Ezra's Bookshelf

Postwar

by Tony Judt  · 993 pages

Europe emerged from World War II shattered and divided, and historian Tony Judt traces its reconstruction into the prosperous, peaceful continent of the early twenty-first century. Postwar covers all thirty-four nations of Europe, east and west, through sixty years of political, economic, and cultural transformation. Judt, who grew up in London and taught at New York University before his death in 2010, brings linguistic command of six languages and an intimate knowledge of European intellectual life to a synthesis of staggering scope. The book examines how Western Europe built welfare states, integrated economies, and eventually reconciled with Germany, while Eastern Europe endured Soviet domination, attempted reforms, and finally broke free in 1989. Judt is particularly interested in how Europeans remembered and forgot the war, how collaboration was occluded, how the Holocaust moved from silence to centrality, and how national mythologies were constructed and revised.
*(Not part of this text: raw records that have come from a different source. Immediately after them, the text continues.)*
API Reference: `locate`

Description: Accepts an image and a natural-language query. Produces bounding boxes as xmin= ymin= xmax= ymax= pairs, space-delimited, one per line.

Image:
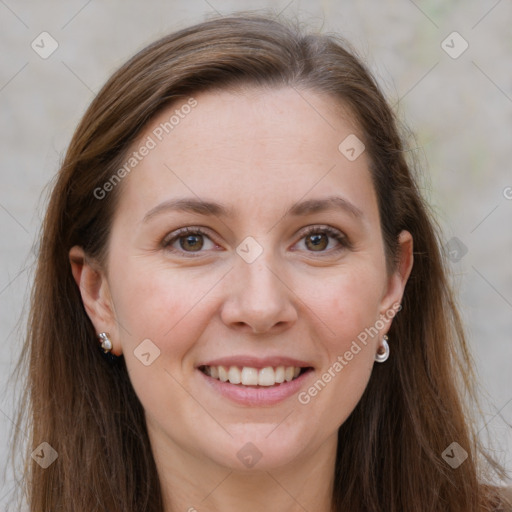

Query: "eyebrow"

xmin=142 ymin=195 xmax=363 ymax=223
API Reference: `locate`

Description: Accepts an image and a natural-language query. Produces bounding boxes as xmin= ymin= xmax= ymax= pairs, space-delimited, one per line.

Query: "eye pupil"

xmin=306 ymin=233 xmax=328 ymax=251
xmin=180 ymin=234 xmax=204 ymax=251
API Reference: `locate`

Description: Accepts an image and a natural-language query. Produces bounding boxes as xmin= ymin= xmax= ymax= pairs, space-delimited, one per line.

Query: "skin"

xmin=70 ymin=87 xmax=413 ymax=512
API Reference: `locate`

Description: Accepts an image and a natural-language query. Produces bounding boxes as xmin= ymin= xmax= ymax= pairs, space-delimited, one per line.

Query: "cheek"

xmin=295 ymin=272 xmax=380 ymax=426
xmin=307 ymin=266 xmax=384 ymax=345
xmin=109 ymin=261 xmax=217 ymax=354
xmin=108 ymin=263 xmax=216 ymax=416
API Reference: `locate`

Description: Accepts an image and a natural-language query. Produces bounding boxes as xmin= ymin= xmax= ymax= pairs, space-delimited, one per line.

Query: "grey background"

xmin=1 ymin=0 xmax=511 ymax=506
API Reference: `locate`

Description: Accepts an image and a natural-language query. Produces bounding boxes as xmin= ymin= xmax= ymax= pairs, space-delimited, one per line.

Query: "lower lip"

xmin=198 ymin=369 xmax=313 ymax=406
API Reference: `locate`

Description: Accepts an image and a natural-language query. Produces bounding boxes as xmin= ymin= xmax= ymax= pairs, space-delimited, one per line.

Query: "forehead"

xmin=113 ymin=86 xmax=378 ymax=226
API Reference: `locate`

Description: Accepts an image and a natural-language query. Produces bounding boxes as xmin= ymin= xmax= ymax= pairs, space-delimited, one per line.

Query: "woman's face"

xmin=76 ymin=87 xmax=412 ymax=473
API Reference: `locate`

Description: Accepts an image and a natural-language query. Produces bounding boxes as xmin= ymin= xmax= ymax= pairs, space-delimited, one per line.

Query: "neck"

xmin=151 ymin=431 xmax=338 ymax=512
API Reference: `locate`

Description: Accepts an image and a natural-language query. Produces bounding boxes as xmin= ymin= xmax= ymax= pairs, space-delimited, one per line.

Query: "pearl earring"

xmin=97 ymin=332 xmax=112 ymax=353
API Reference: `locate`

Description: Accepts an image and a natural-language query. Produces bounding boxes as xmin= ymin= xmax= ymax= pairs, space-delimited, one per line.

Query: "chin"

xmin=203 ymin=424 xmax=311 ymax=472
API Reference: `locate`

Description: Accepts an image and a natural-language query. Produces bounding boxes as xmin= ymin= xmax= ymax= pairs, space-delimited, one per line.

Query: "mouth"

xmin=198 ymin=364 xmax=313 ymax=388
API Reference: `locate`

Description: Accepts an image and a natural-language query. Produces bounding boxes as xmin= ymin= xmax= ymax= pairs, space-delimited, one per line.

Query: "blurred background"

xmin=1 ymin=0 xmax=511 ymax=506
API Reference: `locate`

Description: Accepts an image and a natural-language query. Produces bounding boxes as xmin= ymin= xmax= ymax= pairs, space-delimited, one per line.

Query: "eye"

xmin=162 ymin=227 xmax=218 ymax=255
xmin=294 ymin=225 xmax=350 ymax=254
xmin=161 ymin=225 xmax=350 ymax=257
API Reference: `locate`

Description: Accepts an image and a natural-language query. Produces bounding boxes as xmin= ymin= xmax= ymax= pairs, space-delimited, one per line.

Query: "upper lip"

xmin=197 ymin=356 xmax=313 ymax=369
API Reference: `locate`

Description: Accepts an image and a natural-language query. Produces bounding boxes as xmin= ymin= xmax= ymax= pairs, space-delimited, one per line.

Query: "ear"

xmin=379 ymin=230 xmax=414 ymax=323
xmin=69 ymin=245 xmax=122 ymax=355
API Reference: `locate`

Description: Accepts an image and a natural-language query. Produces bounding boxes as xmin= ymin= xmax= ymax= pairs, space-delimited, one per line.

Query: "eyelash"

xmin=161 ymin=225 xmax=351 ymax=257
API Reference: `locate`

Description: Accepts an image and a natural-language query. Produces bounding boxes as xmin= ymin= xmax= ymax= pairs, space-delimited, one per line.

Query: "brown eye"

xmin=179 ymin=234 xmax=204 ymax=252
xmin=305 ymin=233 xmax=329 ymax=251
xmin=162 ymin=227 xmax=217 ymax=255
xmin=295 ymin=226 xmax=350 ymax=255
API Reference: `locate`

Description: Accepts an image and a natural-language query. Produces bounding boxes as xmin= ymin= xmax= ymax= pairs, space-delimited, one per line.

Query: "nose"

xmin=220 ymin=256 xmax=298 ymax=335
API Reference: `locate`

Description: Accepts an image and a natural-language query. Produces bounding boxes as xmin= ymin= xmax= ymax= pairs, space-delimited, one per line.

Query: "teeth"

xmin=228 ymin=366 xmax=241 ymax=384
xmin=203 ymin=365 xmax=304 ymax=386
xmin=258 ymin=367 xmax=275 ymax=386
xmin=218 ymin=366 xmax=228 ymax=382
xmin=241 ymin=367 xmax=259 ymax=385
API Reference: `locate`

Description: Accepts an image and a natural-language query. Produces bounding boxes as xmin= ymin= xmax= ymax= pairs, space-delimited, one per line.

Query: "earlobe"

xmin=69 ymin=246 xmax=120 ymax=353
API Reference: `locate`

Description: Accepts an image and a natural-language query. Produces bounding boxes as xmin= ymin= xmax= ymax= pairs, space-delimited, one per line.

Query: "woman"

xmin=13 ymin=14 xmax=511 ymax=512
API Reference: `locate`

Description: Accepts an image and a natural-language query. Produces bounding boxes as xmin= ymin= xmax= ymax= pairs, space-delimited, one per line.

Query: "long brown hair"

xmin=12 ymin=13 xmax=510 ymax=511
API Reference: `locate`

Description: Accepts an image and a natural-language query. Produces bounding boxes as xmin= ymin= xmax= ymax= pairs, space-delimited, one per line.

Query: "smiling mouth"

xmin=198 ymin=365 xmax=313 ymax=387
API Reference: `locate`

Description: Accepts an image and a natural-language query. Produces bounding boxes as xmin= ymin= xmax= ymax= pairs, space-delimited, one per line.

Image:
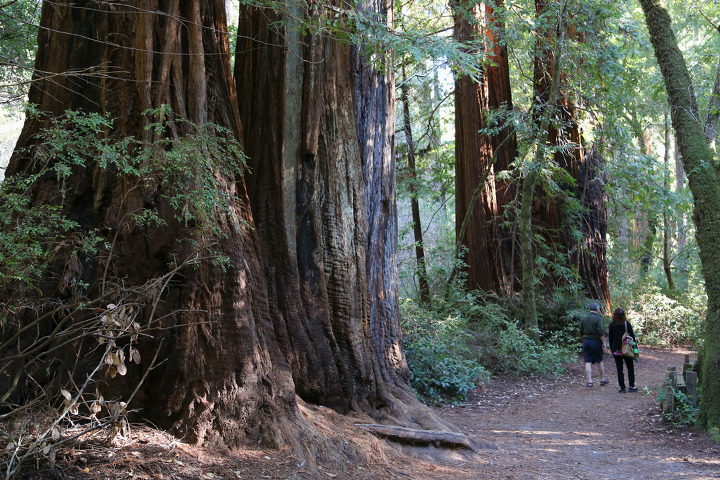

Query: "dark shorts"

xmin=583 ymin=338 xmax=603 ymax=364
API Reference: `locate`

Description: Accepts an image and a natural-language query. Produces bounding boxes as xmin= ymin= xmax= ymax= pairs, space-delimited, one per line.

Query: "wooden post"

xmin=686 ymin=371 xmax=698 ymax=408
xmin=683 ymin=354 xmax=693 ymax=382
xmin=663 ymin=367 xmax=677 ymax=415
xmin=664 ymin=384 xmax=675 ymax=415
xmin=667 ymin=366 xmax=677 ymax=390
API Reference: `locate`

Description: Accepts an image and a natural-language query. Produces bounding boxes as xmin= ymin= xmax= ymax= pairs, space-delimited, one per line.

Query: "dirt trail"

xmin=387 ymin=347 xmax=720 ymax=479
xmin=25 ymin=348 xmax=720 ymax=479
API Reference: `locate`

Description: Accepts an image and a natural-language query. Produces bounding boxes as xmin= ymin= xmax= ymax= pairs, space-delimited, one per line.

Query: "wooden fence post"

xmin=683 ymin=354 xmax=692 ymax=382
xmin=667 ymin=366 xmax=677 ymax=389
xmin=663 ymin=367 xmax=677 ymax=415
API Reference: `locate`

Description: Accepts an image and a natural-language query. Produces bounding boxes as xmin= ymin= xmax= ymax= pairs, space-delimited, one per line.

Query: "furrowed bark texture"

xmin=235 ymin=2 xmax=381 ymax=414
xmin=351 ymin=0 xmax=411 ymax=392
xmin=7 ymin=0 xmax=297 ymax=448
xmin=639 ymin=0 xmax=720 ymax=438
xmin=234 ymin=1 xmax=452 ymax=432
xmin=453 ymin=0 xmax=518 ymax=294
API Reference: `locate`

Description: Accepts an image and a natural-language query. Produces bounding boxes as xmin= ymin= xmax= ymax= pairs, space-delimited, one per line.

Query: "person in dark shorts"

xmin=608 ymin=307 xmax=638 ymax=393
xmin=579 ymin=302 xmax=609 ymax=387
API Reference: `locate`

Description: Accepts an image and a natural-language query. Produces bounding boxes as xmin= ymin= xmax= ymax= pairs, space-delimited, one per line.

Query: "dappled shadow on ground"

xmin=13 ymin=348 xmax=720 ymax=479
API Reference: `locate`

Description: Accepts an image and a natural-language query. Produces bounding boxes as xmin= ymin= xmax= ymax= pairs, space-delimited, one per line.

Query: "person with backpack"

xmin=608 ymin=307 xmax=638 ymax=393
xmin=579 ymin=302 xmax=610 ymax=387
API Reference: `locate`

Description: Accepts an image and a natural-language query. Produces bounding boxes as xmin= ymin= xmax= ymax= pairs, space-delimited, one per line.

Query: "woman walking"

xmin=608 ymin=308 xmax=637 ymax=393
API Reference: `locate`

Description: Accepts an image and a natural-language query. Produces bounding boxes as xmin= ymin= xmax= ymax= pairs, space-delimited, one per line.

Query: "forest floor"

xmin=19 ymin=347 xmax=720 ymax=479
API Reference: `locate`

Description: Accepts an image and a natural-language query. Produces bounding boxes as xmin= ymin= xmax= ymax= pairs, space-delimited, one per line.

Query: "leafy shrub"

xmin=402 ymin=298 xmax=489 ymax=402
xmin=652 ymin=385 xmax=701 ymax=428
xmin=405 ymin=336 xmax=489 ymax=402
xmin=401 ymin=291 xmax=575 ymax=403
xmin=632 ymin=289 xmax=704 ymax=346
xmin=472 ymin=304 xmax=573 ymax=376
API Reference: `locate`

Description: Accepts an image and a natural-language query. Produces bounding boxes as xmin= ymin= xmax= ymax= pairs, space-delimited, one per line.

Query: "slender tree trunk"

xmin=704 ymin=54 xmax=720 ymax=152
xmin=399 ymin=68 xmax=431 ymax=305
xmin=452 ymin=0 xmax=517 ymax=294
xmin=6 ymin=0 xmax=297 ymax=448
xmin=627 ymin=114 xmax=658 ymax=277
xmin=663 ymin=111 xmax=675 ymax=292
xmin=639 ymin=0 xmax=720 ymax=440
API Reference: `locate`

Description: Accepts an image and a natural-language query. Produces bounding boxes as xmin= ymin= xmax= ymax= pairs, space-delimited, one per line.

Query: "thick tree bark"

xmin=234 ymin=2 xmax=379 ymax=413
xmin=639 ymin=0 xmax=720 ymax=440
xmin=6 ymin=0 xmax=297 ymax=448
xmin=235 ymin=0 xmax=427 ymax=423
xmin=453 ymin=0 xmax=517 ymax=294
xmin=351 ymin=0 xmax=416 ymax=399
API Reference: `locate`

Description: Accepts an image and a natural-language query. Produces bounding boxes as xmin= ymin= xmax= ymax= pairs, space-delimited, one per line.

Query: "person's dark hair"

xmin=589 ymin=302 xmax=600 ymax=312
xmin=612 ymin=308 xmax=627 ymax=325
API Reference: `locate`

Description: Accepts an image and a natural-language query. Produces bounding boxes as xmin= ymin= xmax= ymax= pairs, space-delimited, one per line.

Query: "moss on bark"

xmin=639 ymin=0 xmax=720 ymax=437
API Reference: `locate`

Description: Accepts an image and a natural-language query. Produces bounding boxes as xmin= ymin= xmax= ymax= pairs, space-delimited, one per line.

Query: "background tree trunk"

xmin=529 ymin=0 xmax=610 ymax=308
xmin=453 ymin=0 xmax=518 ymax=295
xmin=7 ymin=0 xmax=297 ymax=448
xmin=639 ymin=0 xmax=720 ymax=440
xmin=399 ymin=68 xmax=431 ymax=306
xmin=663 ymin=111 xmax=675 ymax=292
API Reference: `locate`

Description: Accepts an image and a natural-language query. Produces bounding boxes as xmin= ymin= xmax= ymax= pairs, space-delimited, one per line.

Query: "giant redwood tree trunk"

xmin=453 ymin=0 xmax=518 ymax=294
xmin=6 ymin=0 xmax=298 ymax=449
xmin=234 ymin=0 xmax=415 ymax=417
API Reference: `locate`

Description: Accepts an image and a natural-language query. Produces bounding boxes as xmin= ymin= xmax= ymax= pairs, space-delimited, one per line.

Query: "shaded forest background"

xmin=1 ymin=0 xmax=719 ymax=477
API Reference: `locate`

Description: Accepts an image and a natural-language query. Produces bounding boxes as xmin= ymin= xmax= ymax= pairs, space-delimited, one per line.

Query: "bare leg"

xmin=585 ymin=362 xmax=593 ymax=384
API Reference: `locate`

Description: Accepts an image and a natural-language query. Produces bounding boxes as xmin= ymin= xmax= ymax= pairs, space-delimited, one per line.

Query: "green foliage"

xmin=401 ymin=289 xmax=575 ymax=403
xmin=653 ymin=385 xmax=701 ymax=429
xmin=632 ymin=289 xmax=705 ymax=346
xmin=2 ymin=106 xmax=249 ymax=308
xmin=138 ymin=107 xmax=249 ymax=244
xmin=1 ymin=110 xmax=114 ymax=301
xmin=0 ymin=1 xmax=41 ymax=106
xmin=402 ymin=296 xmax=489 ymax=402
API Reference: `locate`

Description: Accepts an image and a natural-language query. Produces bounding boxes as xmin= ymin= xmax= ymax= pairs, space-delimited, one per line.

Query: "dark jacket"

xmin=580 ymin=312 xmax=605 ymax=341
xmin=608 ymin=321 xmax=636 ymax=353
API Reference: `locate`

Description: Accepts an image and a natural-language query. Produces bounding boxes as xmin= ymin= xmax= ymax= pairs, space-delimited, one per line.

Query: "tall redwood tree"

xmin=234 ymin=0 xmax=432 ymax=421
xmin=453 ymin=0 xmax=518 ymax=294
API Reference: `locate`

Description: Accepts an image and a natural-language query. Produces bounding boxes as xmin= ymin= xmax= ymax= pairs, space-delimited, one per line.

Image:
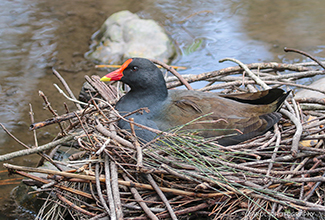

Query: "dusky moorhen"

xmin=100 ymin=58 xmax=289 ymax=145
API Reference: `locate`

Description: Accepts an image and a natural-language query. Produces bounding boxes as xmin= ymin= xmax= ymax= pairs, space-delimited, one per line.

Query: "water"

xmin=0 ymin=0 xmax=55 ymax=139
xmin=1 ymin=0 xmax=325 ymax=218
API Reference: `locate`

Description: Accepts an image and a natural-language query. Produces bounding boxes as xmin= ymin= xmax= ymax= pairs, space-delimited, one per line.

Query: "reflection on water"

xmin=241 ymin=0 xmax=325 ymax=62
xmin=146 ymin=0 xmax=325 ymax=74
xmin=1 ymin=0 xmax=325 ymax=218
xmin=0 ymin=0 xmax=58 ymax=147
xmin=145 ymin=0 xmax=273 ymax=75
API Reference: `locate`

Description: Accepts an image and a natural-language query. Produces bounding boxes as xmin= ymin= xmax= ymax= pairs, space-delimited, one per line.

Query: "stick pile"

xmin=3 ymin=50 xmax=325 ymax=219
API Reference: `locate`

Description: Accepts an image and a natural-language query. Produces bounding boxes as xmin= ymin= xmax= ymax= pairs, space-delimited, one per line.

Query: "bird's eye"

xmin=132 ymin=66 xmax=138 ymax=71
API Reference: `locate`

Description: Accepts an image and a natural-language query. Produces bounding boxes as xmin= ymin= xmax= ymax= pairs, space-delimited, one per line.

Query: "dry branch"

xmin=0 ymin=132 xmax=83 ymax=162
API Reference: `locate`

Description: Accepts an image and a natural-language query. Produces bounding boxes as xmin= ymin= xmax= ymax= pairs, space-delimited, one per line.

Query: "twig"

The prose is lucid and opinionated, reflecting Judt's social democratic sympathies while engaging seriously with views he opposes. He argues that Europe's postwar achievement was largely accidental, the product of American protection and exceptional circumstances that cannot be easily replicated. The final sections examine how the postwar settlement has frayed, as welfare states retreat, immigration creates tensions, and the memory of war fades. Readers seeking to understand how contemporary Europe emerged from twentieth-century catastrophe will find this book indispensable.